ごくまれに,無排卵性AUBによる非常に多量の出血がみられる患者で,結合型エストロゲン剤の静注(25mg,4~6時間毎,合計4回)が行われることがある。この治療により約70%の患者で出血が止まるが,血栓症のリスクは上昇する。その直後から混合型OCを投与し,これは数カ月間出血がコントロールされるまで継続する場合がある。

子宮内膜増殖症の治療

閉経後女性では,子宮内膜異型増殖症の治療として通常,子宮摘出を行う。

閉経前女性では,子宮内膜異型増殖症は酢酸メドロキシプロゲステロン(40mg,経口,1日1回,3~6カ月間)またはレボノルゲストレル放出IUDで治療を行うことがある(3)。約3~6カ月後に,子宮内膜を採取する。子宮内膜生検を再度行い増殖症の消失が確認された場合には,周期的に酢酸メドロキシプロゲステロン(5~10mg,経口,1日1回,毎月10~14日間)を,妊娠を望む場合にはクロミフェンを投与することがある。この治療を3カ月間行い,その後通常は子宮内膜生検により反応を評価する。再度行った子宮内膜生検が異型増殖症の持続や進行を示す場合には,子宮摘出が必要になる場合がある。

より良性の嚢胞性または腺腫性の増殖症は通常,周期的高用量プロゲスチン療法(例,周期的な酢酸メドロキシプロゲステロン投与)または,プロゲスチンもしくはレボノルゲストレル放出IUDで治療可能である;約3カ月後に再度検体を採取する。

治療に関する参考文献

  1. 1.Schlaff WD, Ackerman RT, Al-Hendy A, et al: Elagolix for heavy menstrual bleeding in women with uterine fibroids.N Engl J Med 382 (4):328–340, 2020.doi: 10.1056/NEJMoa1904351

  2. 2.de Lange ME, Huirne JAF: Linzagolix: An oral gonadotropin-releasing hormone receptor antagonist treatment for uterine fibroid-associated heavy menstrual bleeding.Lancet 400 (10356):866–867, 2002.doi: 10.1016/S0140-6736(22)01781-0

  3. 3.Mentrikoski MJ, Shah AA, Hanley KZ, et al: Assessing endometrial hyperplasia and carcinoma treated with progestin therapy.Am J Clin Pathol 38 (4):524–534, 2012.doi: 10.1309/AJCPM2TSDDF1MHBZ

要点

  • 異常子宮出血は一般的な医学的問題である;排卵障害は異常子宮出血の最も頻度の高い原因である。

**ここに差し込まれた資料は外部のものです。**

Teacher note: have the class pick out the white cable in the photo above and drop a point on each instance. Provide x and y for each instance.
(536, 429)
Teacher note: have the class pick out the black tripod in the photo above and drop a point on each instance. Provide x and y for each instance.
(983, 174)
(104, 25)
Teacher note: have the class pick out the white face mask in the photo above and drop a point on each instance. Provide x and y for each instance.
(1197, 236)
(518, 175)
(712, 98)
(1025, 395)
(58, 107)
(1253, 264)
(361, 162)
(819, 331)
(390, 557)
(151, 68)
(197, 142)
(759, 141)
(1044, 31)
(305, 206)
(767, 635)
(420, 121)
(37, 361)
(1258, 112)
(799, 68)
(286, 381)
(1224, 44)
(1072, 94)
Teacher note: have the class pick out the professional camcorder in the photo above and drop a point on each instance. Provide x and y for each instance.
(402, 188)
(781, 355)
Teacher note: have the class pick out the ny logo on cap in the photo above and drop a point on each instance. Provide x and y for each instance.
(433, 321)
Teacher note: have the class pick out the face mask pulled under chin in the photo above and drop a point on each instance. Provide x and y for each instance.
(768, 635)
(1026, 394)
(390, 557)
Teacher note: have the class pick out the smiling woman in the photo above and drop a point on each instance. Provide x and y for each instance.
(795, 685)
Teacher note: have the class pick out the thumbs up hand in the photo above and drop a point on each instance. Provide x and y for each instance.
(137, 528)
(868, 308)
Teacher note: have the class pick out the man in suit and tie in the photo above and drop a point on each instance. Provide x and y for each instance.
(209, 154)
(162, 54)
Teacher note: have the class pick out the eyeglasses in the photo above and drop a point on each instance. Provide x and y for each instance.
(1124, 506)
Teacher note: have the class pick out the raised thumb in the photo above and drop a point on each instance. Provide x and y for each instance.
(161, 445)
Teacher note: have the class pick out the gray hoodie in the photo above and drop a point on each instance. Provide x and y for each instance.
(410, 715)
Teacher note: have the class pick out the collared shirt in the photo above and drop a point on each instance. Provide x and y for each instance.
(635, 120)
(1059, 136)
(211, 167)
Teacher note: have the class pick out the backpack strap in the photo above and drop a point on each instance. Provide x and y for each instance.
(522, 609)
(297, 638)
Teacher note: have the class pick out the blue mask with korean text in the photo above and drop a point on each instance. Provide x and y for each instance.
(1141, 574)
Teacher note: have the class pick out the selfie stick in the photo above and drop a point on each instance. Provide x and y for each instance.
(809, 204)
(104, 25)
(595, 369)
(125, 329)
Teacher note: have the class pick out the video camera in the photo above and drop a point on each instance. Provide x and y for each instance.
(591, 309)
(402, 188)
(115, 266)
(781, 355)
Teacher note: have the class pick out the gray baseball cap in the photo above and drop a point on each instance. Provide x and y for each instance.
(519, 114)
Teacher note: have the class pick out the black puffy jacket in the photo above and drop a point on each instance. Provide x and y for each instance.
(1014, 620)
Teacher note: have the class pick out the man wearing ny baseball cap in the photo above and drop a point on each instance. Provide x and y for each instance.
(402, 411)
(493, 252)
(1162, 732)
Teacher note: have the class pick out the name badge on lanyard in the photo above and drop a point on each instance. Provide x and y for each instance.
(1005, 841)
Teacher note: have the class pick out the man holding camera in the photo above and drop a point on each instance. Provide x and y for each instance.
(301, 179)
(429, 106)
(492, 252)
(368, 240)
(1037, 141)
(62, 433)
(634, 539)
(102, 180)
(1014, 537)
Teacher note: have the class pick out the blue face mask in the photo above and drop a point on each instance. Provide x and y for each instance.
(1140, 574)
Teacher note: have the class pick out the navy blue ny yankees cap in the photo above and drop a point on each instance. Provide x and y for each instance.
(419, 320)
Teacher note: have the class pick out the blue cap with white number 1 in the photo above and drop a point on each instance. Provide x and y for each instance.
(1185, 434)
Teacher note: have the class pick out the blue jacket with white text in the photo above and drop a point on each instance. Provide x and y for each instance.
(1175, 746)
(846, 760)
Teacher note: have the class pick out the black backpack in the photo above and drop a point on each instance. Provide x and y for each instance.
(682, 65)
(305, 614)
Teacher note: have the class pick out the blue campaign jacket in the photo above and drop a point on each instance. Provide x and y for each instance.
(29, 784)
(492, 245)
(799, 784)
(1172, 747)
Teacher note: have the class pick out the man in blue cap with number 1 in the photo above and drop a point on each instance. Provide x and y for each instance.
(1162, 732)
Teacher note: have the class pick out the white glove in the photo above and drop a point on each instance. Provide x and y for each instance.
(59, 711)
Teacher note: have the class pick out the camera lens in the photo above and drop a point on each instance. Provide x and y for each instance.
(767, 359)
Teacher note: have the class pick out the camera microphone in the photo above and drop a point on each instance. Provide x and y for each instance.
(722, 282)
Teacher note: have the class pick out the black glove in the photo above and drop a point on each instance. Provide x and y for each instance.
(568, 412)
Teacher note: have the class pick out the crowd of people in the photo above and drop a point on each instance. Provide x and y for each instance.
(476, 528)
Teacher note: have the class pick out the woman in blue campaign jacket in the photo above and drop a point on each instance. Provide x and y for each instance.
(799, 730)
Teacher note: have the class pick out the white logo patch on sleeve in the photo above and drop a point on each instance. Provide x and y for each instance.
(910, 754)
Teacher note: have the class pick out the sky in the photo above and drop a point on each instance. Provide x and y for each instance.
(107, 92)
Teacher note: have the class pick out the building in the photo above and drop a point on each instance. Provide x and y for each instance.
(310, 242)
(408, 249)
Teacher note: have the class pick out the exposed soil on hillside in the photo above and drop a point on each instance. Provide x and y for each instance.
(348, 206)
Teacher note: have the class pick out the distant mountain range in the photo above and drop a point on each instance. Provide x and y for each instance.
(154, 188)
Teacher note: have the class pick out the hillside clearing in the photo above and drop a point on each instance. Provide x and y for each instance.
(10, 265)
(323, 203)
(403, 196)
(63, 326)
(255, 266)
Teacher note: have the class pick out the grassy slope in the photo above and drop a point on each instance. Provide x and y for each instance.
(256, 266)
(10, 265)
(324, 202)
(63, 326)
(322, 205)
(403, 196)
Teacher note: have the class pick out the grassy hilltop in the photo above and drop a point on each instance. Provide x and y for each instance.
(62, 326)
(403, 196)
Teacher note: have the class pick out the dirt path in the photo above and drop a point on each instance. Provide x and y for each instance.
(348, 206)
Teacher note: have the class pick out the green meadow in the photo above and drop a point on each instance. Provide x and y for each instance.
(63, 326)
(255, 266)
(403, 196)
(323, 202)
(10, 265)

  • 治療可能な出血原因がないか検査する;検査は妊娠検査,血算およびフェリチン,ホルモン値(TSH,プロラクチン,プロゲステロン)の測定,ならびにしばしば超音波検査,オフィスヒステロスコピー,および子宮内膜採取が行われる。

  • リスクのある患者では,子宮内膜増殖症または子宮内膜がんの有無を確認するために子宮内膜採取を行う。

  • 出血をコントロールするために薬剤が必要な場合,NSAID,トラネキサム酸,エストロゲン/プロゲスチンOC,レボノルゲストレル放出IUD,ゴナドトロピンアゴニストもしくはアンタゴニスト,または他のホルモン剤で治療する。

  • 薬剤に反応しない構造的病変または出血は,処置(例,子宮鏡検査,子宮内膜アブレーション,子宮摘出術)により治療する。